Global Reductions

1 Overview

In a parallel application like OMEGA, it is often necessary to perform averages, sums or other global collective operations on the distributed data. These reductions are described here.

2 Requirements

2.1 Requirement: Global sums

The ability to perform the sum of all elements of a distributed array is required

2.2 Requirement: Global min/max

The ability to find the minimum or maximum value in a distributed array is required.

2.3 Requirement: Data types

There must be reductions for all supported arithmetic types (integers, floating point) and all array dimensions from 0-d (scalars) to 5-d.

2.4 Requirement: Sums with product

In many cases, a global sum is often performed on a product of two arrays. For example, a sum can be performed with a multiplicative mask or a sum may be a dot product of two vectors within a solver. A global sum interface that multiplies two arrays before the sum is required.

2.5 Requirement: Restricted address space

In order to compute reductions over only owned and active cells/edges or for regional diagnostics, there must be an option to restrict the address space over which the local portion of sums are computed.

2.6 Requirement: Multiple fields/arrays

For performance reasons, it is often beneficial to compute reductions for multiple arrays at the same time to reduce the number of messages and associated message latency. An interface for computing independent reductions for multiple arrays at once is needed. Note that the size of the arrays and any associated options must be the same for all arrays in a multi-field reduction. It would be possible to relax this restriction in the future.

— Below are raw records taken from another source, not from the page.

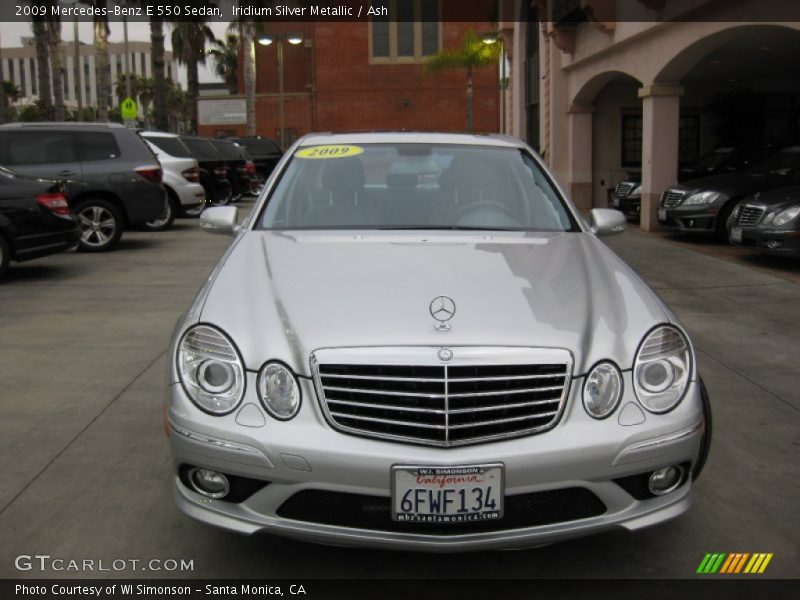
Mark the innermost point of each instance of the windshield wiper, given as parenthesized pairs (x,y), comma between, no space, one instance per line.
(446,228)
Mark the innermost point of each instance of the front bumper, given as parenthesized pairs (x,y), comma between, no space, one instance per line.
(307,454)
(770,241)
(688,219)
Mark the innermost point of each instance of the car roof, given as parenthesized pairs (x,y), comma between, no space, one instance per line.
(77,125)
(158,134)
(410,137)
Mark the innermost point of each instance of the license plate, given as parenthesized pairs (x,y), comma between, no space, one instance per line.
(447,494)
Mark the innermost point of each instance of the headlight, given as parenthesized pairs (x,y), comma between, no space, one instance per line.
(661,369)
(278,391)
(701,198)
(602,390)
(210,369)
(785,216)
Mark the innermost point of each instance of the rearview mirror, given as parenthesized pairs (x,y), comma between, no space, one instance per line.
(220,219)
(606,221)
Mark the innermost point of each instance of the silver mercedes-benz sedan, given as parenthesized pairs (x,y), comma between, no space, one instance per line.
(415,341)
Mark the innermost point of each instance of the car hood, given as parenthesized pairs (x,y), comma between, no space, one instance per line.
(733,185)
(283,295)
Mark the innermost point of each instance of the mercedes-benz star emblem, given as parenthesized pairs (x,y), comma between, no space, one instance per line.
(442,309)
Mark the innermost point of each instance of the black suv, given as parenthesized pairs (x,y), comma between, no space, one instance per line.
(117,179)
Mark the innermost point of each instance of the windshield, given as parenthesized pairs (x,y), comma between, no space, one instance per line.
(783,163)
(414,186)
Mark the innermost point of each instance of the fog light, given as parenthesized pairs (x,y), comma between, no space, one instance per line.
(663,481)
(209,483)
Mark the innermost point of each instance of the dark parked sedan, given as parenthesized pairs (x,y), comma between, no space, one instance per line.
(213,171)
(704,205)
(722,160)
(769,222)
(35,219)
(264,152)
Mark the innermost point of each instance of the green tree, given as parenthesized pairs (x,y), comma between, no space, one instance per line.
(101,59)
(225,55)
(471,55)
(189,40)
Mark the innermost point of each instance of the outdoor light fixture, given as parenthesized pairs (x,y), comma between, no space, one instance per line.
(265,40)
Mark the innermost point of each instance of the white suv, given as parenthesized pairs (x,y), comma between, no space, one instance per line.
(181,177)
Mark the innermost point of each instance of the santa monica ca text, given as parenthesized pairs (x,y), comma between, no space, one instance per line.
(129,589)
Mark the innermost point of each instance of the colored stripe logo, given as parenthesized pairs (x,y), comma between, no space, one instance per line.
(734,563)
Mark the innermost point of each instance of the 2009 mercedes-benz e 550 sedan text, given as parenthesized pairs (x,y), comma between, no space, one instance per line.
(415,341)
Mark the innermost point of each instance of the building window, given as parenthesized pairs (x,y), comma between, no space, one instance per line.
(688,138)
(631,140)
(412,37)
(21,65)
(34,80)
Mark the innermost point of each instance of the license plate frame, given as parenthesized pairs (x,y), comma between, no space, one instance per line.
(457,507)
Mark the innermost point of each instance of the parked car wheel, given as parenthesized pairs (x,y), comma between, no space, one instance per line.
(167,217)
(705,443)
(5,252)
(101,225)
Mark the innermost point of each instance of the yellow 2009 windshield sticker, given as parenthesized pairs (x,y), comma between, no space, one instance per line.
(329,151)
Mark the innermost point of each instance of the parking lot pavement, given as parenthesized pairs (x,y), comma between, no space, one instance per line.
(85,465)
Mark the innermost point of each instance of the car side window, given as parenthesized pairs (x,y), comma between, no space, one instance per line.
(97,145)
(38,148)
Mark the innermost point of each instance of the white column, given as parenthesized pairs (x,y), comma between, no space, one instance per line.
(660,121)
(580,156)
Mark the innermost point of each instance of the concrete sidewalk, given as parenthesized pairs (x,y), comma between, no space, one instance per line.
(85,465)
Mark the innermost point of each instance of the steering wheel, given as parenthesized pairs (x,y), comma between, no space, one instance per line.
(484,205)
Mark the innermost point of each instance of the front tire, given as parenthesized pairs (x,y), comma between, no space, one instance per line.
(101,225)
(167,218)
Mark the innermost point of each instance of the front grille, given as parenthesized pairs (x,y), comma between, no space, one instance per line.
(375,512)
(751,215)
(672,198)
(624,188)
(442,404)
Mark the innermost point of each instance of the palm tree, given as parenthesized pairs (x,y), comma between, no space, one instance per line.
(40,35)
(146,94)
(249,49)
(226,61)
(57,72)
(473,54)
(159,79)
(189,47)
(101,59)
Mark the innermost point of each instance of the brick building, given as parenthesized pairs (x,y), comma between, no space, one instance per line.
(364,76)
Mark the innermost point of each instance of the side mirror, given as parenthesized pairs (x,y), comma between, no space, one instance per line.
(606,221)
(220,219)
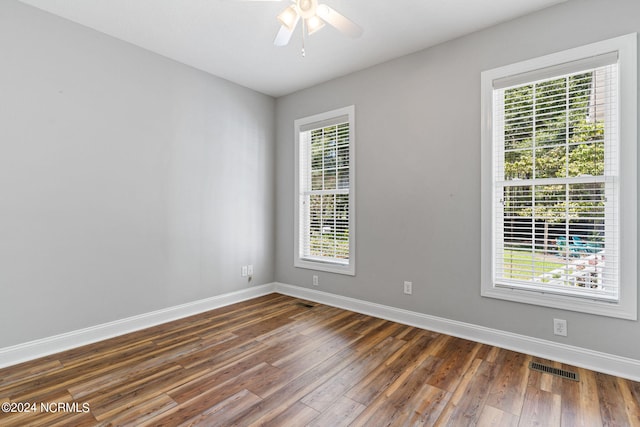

2.7 Requirement: Other environments/decompositions

Because OMEGA supports multiple machine environments (communicators and processor sets) and decompositions, the reductions must be callable from environments other than the default.

2.8 Requirement: Reproducibility

The results (esp sums) must be bit-for-bit reproducible on a given machine with respect to processor and thread count

2.9 Requirement: Accelerators and location

When running on accelerated architectures, the ability to specify whether the reduction occurs on host or device is needed.

2.10 Requirement: CPU threading

For reductions performed on the CPU, the operations must support and MPI+OpenMP model while still meeting reproducibility requirements.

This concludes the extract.